Implementing larger designs is complicated
With a design in hand, the physical process of pooling samples correctly is a challenge. For example, the compressed quadruplicates (#9) for 600 employees involves collecting 4*600= 2,400 samples and arraying these samples out in a very particular pattern into 100 different sample bottles. This mixing process is best handled by robotic liquid handlers.
-
Maximum number of positives remain the same
A weakness of these designs is that the guaranteed number of positive samples it can uniquely identify remains the same small values. However in practice, these designs can often uniquely identify many more individual positive samples, just not in 100% of the cases. Furthermore, if the disease prevalence is low then we would expect the number of positive cases to be low.
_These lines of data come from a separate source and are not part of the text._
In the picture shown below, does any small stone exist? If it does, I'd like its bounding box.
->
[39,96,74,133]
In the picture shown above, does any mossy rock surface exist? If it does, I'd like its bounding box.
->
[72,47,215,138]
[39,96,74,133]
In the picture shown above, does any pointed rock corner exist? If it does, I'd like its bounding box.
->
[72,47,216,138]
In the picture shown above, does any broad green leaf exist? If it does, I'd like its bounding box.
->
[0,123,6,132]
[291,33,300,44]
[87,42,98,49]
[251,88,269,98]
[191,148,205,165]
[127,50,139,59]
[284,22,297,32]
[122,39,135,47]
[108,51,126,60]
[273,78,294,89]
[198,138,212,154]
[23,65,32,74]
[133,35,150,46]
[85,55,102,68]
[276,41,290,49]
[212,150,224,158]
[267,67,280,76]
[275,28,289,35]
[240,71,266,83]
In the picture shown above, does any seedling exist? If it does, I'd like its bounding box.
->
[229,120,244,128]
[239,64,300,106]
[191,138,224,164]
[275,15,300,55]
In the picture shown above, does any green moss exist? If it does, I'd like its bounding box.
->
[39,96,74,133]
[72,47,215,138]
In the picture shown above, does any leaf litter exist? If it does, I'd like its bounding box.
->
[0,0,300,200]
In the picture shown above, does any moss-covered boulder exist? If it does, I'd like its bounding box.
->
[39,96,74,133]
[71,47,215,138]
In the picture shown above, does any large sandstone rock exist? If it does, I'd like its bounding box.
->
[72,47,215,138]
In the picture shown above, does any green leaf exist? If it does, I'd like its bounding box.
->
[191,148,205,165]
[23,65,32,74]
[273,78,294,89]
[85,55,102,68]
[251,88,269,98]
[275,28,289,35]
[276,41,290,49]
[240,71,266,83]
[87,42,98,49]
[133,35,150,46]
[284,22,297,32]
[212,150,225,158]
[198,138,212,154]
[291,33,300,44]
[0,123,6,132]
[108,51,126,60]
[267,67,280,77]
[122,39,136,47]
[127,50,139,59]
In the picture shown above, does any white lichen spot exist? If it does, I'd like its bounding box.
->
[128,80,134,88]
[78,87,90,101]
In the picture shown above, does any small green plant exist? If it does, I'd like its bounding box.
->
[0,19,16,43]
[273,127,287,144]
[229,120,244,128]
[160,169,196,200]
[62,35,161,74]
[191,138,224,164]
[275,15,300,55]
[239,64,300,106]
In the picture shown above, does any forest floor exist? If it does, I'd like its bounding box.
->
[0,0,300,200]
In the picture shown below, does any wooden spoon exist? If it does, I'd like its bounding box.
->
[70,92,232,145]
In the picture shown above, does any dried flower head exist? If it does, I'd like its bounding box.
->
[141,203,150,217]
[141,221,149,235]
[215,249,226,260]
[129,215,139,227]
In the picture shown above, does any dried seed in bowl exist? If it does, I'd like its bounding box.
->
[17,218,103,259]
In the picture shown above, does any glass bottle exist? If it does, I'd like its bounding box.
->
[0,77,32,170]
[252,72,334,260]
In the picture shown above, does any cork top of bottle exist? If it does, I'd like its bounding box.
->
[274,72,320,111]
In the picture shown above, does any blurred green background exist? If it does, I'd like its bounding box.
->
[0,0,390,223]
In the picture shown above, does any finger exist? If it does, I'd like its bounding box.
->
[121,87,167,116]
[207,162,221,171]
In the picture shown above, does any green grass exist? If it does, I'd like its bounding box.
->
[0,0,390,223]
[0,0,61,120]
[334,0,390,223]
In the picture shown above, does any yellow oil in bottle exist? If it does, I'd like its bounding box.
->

A note on design failure: Failing forward
When a nonadaptive design is used in a situation when there are too many positive results, how does it fail? Examination of the designs such as the compressed paired duplicates above show that "failure" here means that the design will:
-
Return negative results only for negative samples (no false negatives)
-
Identify some samples as likely positives if they are the lone sample in a pooled assay that could explain its positive state.
-
Identify some samples as ambiguous if they are "hidden" by other positive results or there are multiple explanations.
This failure mode is a desirable feature of nonadaptive designs because it does not generate "false" results in that it identifies a positive as a negative or vice versa (assuming no assay error). Instead it produces three classes of results of positive, negative, and ambiguous.
Rather than forcing the ambiguous calls into a positive or negative, they are better understood as samples that were omitted from the assay all together. Depending on the policy situation, safety may dictate that these ambiguous calls must be treated as their worst case just to be sure, but don't conflate that policy decision with the fact that the assay is simply shrugging its shoulders and saying "I can't say".